Meinungsfreiheit ist in den Menschenrechtskonventionen als Menschenrecht anerkannt und in Deutschland auch als Grundrecht im Grundgesetz verankert. Im einzelnen gibt es aber weltweit und in jeder Gesellschaft unterschiedliche Ansichten über den Inhalt und die Grenzen der Meinungsfreiheit. In vielen Staaten wird insbesondere keine Kritik an der Regierung oder an den gesellschaftlichen Verhältnissen geduldet. Kritiker (Dissidenten) werden häufig strafrechtlich verfolgt (prisoners of conscience).

Kriminologisch relevant ist die Meinungsfreiheit wegen der Straftaten, die im Kontext der Äußerung oder Unterdrückung von Meinungen begangen werden. Solche Straftaten gibt es in allen Gesellschaften, weil es überall Konflikte um den Inhalt und die Grenzen der Meinungsfreiheit gibt - und weil diese Konflikte typischerweise auch von Konflikten um die Grenze zwischen dem strafrechtlich Verbotenen und dem strafrechtlich Erlaubten begleitet werden.

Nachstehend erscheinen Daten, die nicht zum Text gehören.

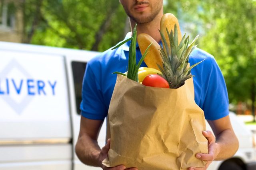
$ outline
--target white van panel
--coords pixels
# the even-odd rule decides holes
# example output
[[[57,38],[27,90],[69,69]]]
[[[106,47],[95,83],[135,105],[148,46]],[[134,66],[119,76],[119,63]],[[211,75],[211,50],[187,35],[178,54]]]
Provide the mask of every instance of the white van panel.
[[[11,162],[0,164],[1,170],[70,170],[69,161],[52,160],[26,162]]]
[[[69,145],[20,147],[18,145],[0,148],[0,163],[21,162],[27,160],[29,160],[30,162],[40,160],[67,160],[70,161],[72,159],[72,148]]]
[[[70,137],[63,57],[4,50],[0,57],[0,141]]]

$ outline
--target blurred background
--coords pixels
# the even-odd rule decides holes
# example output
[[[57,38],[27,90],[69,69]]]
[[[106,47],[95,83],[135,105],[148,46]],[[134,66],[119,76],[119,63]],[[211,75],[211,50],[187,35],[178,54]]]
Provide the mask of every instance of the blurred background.
[[[230,110],[253,123],[256,0],[165,0],[164,8],[183,33],[200,35],[198,47],[224,75]],[[0,41],[103,51],[130,30],[117,0],[0,0]]]

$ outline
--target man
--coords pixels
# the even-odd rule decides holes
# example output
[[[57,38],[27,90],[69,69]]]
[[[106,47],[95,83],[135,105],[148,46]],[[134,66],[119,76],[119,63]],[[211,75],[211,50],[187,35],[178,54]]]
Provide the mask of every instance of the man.
[[[157,42],[160,41],[158,30],[163,14],[162,0],[120,0],[130,20],[131,27],[138,23],[138,34],[150,35]],[[130,33],[126,39],[130,37]],[[103,120],[107,116],[116,75],[115,71],[126,71],[129,45],[128,42],[114,50],[108,50],[94,58],[87,64],[82,89],[80,133],[76,147],[76,154],[84,164],[100,167],[103,170],[124,170],[122,165],[108,168],[101,162],[108,155],[110,141],[100,149],[97,136]],[[141,57],[138,47],[136,60]],[[192,70],[195,89],[195,100],[204,111],[215,138],[210,131],[203,135],[208,141],[208,154],[198,153],[196,157],[207,161],[206,168],[191,167],[189,170],[205,170],[212,160],[232,156],[238,148],[238,141],[233,131],[228,116],[228,102],[225,82],[213,57],[198,49],[192,54],[192,65],[206,60]],[[144,63],[141,66],[146,66]],[[136,170],[136,168],[130,169]]]

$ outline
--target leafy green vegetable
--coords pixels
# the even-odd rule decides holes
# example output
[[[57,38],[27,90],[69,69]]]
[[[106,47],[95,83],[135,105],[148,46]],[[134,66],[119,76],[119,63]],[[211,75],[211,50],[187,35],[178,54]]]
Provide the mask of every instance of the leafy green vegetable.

Umstritten sind typischerweise die Grenzen zwischen der Meinungsfreiheit auf der einen Seite und der persönlichen Ehre (Beleidigung), bzw. der öffentlichen Sicherheit und Ordnung (Androhung von Straftaten), bzw. der Achtung vor den Symbolen und der Sicherheit des Staates (Staatsschutzdelikte) auf der anderen Seite.

Konflikte um die Grenzen der Meinungsfreiheit sind oft Ausdruck von Konflikten um das Selbstverständnis eines Staates und um den Status gesellschaftlicher Gruppen. Solche Konflikte erregen oft große öffentliche Aufmerksamkeit, bzw. Skandale. Konflikte um die Grenzen der Meinungsfreiheit kennen die Rollen der autoritären Regierung, des Zensors, des anstößigen Tabuverletzers, des Psychopathen, des Geächteten und in seiner bürgerlichen Existenz Vernichteten, aber auch des Helden mit Zivilcourage und des für seine Meinung inhaftierten oder getöteten Märtyrers.

Geschichte

"Wenn nicht Meinung gegen Meinung offen gesagt wird, lässt isch die bessere nicht herausfinden" (Herodot, 485-425 v. Chr.)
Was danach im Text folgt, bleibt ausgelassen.